Os juros relutam em cair porque dirigentes do BC mandaram um aviso ao mercado: a taxa Selic só irá parar de subir quando as projeções oficiais de inflação para o acumulado de 2016 se aquietarem na meta central de 4,5%. Trata-se de um objetivo marciano, completamente divorciado da realidade brasileira. Os bancos rodam seus modelos econométricos, trocando incessantemente as variáveis de alimentação, e concluem que, na melhor das hipóteses, a inflação estará em 5% em dezembro do ano que vem. Já será um feito considerável baixar o IPCA de 8,3% para 5%, mas o BC teimou que quer os 4,5%. Para tanto, se a autoridade levar até o fim a sua determinação, a Selic não poderá parar de subir quando chegar a 14% em julho, conforme já incorporado à curva futura dos juros.

Terá de ir além. Alguns analistas já falam em 16%. O BC está mesmo disposto a chegar até lá? O mercado acha que não.

A impressão geral é de que em algum momento entre junho e agosto o BC vai desistir dessa empreitada suicida. Vai entender que o país não vive um surto hiperinflacionário de demanda, que, corrigido o descontrole das finanças públicas, um IPCA de 5,5% em 2016 será mais do que suficiente para, em 2017, finalmente alcançar-se a meta de 4,7%. Se o BC não desistir, vai transformar uma recessão de 2% numa depressão, a atividade irá se sufocar, a arrecadação vai cair ainda mais e a única via à disposição da Fazenda para fazer o superávit primário será a permanente elevação de impostos. Aumentará a transferência de renda da sociedade para o governo e deste para os detentores de títulos públicos. A sociedade como um todo se empobrece enquanto os que têm dinheiro em aplicações financeiras se tornam mais ricos.

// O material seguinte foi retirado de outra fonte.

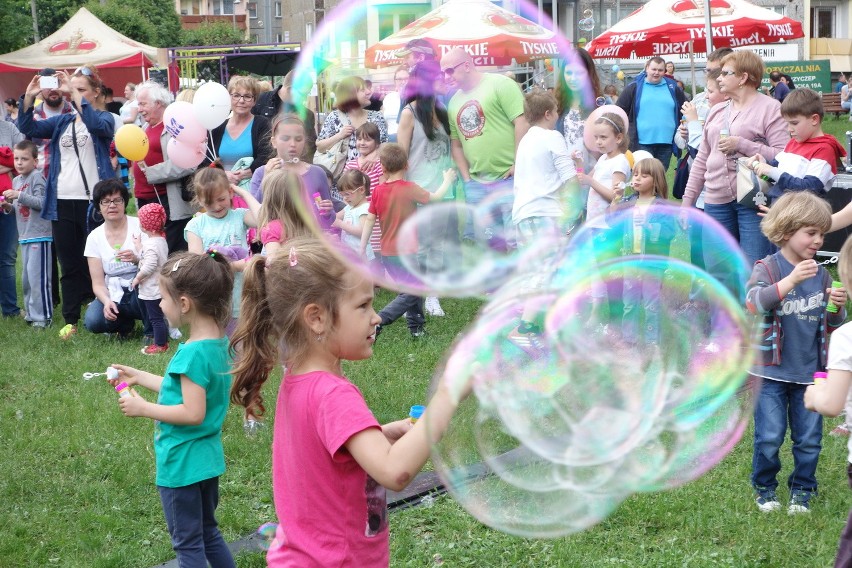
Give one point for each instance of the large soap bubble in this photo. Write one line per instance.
(447, 247)
(642, 392)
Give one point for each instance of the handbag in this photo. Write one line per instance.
(94, 219)
(334, 158)
(682, 173)
(751, 190)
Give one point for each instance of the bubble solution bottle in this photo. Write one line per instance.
(123, 390)
(832, 307)
(416, 412)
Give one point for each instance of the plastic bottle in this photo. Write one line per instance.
(123, 390)
(832, 307)
(416, 412)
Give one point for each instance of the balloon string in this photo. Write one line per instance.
(211, 147)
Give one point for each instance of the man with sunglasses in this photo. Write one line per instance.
(652, 103)
(486, 124)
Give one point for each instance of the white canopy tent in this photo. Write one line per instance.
(84, 39)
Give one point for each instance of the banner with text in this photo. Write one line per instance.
(815, 75)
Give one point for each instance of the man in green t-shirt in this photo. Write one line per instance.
(486, 124)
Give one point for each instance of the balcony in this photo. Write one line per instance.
(837, 51)
(195, 22)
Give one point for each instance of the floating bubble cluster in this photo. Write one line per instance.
(448, 247)
(633, 383)
(631, 376)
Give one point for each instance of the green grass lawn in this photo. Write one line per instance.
(76, 476)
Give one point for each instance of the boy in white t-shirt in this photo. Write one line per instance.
(544, 185)
(829, 397)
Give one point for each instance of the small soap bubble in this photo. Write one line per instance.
(266, 532)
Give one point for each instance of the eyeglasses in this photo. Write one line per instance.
(451, 70)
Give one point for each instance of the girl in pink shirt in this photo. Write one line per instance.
(331, 459)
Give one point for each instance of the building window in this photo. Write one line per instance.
(391, 21)
(822, 21)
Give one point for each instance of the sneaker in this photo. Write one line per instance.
(800, 502)
(842, 430)
(433, 307)
(67, 331)
(768, 502)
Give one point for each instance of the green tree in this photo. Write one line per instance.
(125, 20)
(17, 25)
(218, 33)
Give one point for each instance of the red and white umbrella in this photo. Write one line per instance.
(666, 27)
(491, 34)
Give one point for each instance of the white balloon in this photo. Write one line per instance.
(212, 104)
(641, 155)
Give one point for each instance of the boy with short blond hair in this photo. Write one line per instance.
(793, 294)
(34, 234)
(393, 202)
(809, 161)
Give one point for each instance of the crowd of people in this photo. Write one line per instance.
(228, 252)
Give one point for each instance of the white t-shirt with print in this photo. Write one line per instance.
(596, 205)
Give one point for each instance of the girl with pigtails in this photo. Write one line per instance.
(331, 460)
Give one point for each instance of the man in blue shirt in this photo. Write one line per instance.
(652, 103)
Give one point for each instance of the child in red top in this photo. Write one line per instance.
(809, 161)
(393, 202)
(368, 140)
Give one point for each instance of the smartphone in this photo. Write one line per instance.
(51, 82)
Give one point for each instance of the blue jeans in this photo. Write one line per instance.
(744, 224)
(190, 516)
(130, 309)
(8, 257)
(778, 403)
(498, 229)
(408, 304)
(662, 152)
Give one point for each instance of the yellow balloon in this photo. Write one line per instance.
(132, 142)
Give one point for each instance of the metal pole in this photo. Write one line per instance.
(36, 37)
(708, 28)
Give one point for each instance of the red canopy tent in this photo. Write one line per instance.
(84, 39)
(665, 27)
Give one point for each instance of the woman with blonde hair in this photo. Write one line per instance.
(243, 135)
(749, 123)
(352, 97)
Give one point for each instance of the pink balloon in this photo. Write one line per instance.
(185, 155)
(180, 122)
(588, 134)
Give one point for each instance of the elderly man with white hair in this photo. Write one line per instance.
(157, 179)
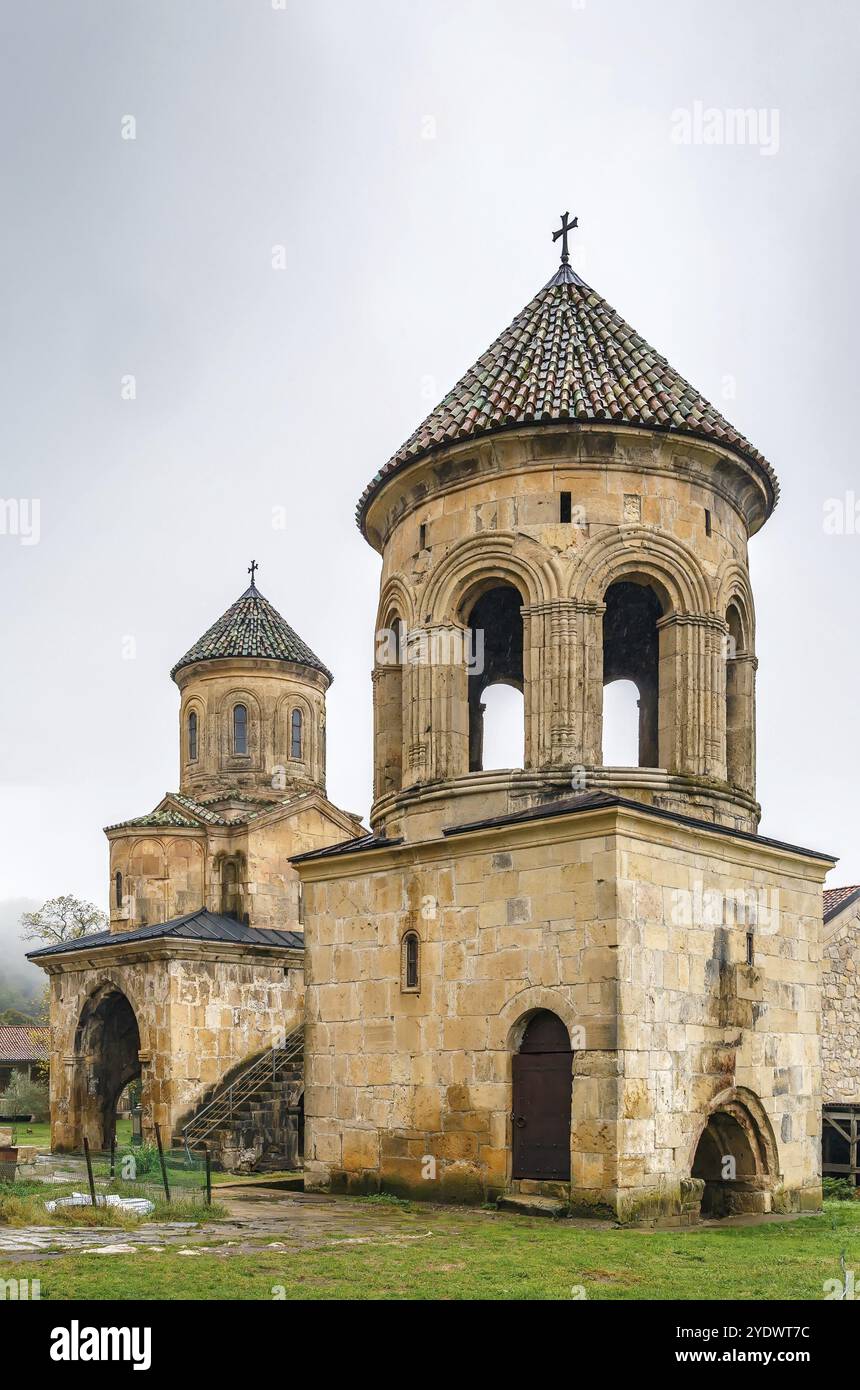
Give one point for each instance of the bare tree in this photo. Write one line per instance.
(63, 919)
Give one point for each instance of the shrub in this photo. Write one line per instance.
(838, 1190)
(25, 1097)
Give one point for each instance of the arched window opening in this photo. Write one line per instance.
(295, 734)
(410, 963)
(621, 724)
(496, 641)
(735, 702)
(503, 727)
(229, 890)
(631, 652)
(388, 705)
(192, 737)
(239, 730)
(541, 1111)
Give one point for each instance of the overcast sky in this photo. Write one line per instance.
(327, 211)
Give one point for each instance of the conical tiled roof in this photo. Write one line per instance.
(252, 627)
(568, 356)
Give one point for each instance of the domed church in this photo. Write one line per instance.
(566, 982)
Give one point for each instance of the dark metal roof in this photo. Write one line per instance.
(193, 926)
(252, 627)
(568, 359)
(348, 847)
(837, 900)
(593, 799)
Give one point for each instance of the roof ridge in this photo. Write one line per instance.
(252, 627)
(568, 357)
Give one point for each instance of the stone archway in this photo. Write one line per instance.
(542, 1080)
(107, 1052)
(735, 1157)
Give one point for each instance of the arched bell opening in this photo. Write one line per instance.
(496, 729)
(631, 653)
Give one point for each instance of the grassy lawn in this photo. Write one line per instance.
(40, 1134)
(452, 1255)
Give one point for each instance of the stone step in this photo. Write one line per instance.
(532, 1205)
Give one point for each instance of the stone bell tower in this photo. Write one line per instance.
(573, 513)
(578, 513)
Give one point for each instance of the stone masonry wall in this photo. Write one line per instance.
(577, 918)
(199, 1015)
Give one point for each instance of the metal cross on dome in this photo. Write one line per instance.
(566, 227)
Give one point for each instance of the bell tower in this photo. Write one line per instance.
(567, 977)
(573, 513)
(252, 716)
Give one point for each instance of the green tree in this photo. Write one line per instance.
(63, 919)
(25, 1097)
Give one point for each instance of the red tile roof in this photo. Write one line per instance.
(568, 356)
(22, 1044)
(838, 898)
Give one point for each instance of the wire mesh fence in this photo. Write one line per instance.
(127, 1172)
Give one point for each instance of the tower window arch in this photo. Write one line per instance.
(295, 733)
(739, 674)
(241, 730)
(192, 737)
(496, 727)
(631, 653)
(229, 890)
(410, 963)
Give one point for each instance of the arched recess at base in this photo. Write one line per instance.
(107, 1057)
(735, 1155)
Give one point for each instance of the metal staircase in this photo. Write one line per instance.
(261, 1077)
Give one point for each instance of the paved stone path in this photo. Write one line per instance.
(259, 1218)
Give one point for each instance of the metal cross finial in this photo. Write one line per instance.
(566, 227)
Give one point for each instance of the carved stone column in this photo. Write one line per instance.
(741, 720)
(435, 692)
(692, 710)
(549, 677)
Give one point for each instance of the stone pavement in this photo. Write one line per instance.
(257, 1218)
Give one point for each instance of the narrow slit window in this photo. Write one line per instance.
(241, 730)
(410, 966)
(295, 734)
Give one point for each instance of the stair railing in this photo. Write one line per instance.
(222, 1105)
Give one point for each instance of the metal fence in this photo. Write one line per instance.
(143, 1171)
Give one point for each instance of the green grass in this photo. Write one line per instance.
(40, 1133)
(486, 1257)
(22, 1204)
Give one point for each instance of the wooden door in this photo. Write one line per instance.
(542, 1101)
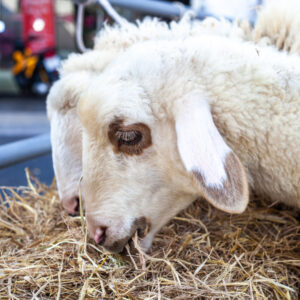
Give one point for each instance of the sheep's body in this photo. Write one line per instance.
(255, 99)
(78, 69)
(278, 24)
(254, 95)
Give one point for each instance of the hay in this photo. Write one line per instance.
(201, 254)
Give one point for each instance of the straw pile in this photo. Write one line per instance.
(201, 254)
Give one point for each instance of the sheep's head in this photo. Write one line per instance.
(144, 161)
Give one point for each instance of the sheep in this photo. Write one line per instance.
(76, 71)
(199, 118)
(278, 24)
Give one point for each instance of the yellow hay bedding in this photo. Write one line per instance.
(201, 254)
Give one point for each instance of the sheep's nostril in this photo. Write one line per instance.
(72, 207)
(76, 209)
(99, 235)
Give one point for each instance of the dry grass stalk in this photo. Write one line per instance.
(201, 254)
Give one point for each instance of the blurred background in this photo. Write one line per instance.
(36, 35)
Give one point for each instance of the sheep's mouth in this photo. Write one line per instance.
(141, 226)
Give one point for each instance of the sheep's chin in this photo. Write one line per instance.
(146, 242)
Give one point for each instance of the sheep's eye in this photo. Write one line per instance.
(130, 138)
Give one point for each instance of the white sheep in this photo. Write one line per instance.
(76, 71)
(168, 122)
(278, 23)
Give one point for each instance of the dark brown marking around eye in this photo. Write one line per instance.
(131, 139)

Se o mercado acredita que, em algum momento dos próximos meses, o BC vai, por excessivamente ambiciosa e custosa, abrandar a sua missão quanto mais ele enfatizar as palavras de ordem “hawkish” maior será a perda de sua credibilidade. No sentido oposto, se o BC perseverar em cima de uma terra arrasada a credibilidade será cindida do mesmo jeito, pois tratou-se apenas do exercício de um alheamento extraterreno. O principal problema brasileiro hoje não é inflação, mas o legado fiscal de políticas desenvolvimentistas irresponsáveis. Quanto mais o BC atacar a inflação de forma cega, mais destruirá a fonte de receita que assegurou os superávits do passado. O superávit inteligente é o que corta despesa, preserva investimento e aumenta a receita via crescimento econômico. O governo diminui o seu tamanho enquanto faz crescer a economia. O ajuste fiscal atual, por falta de apoio político, cortará despesa e investimento e tentará ampliar a receita por meio da elevação dos impostos, cujo resultado é a diminuição da atividade econômica. É uma política fiscal com forte impacto desinflacionário. Aliar a ela uma política monetária também pesadamente desinflacionária denota exorbitância sádica.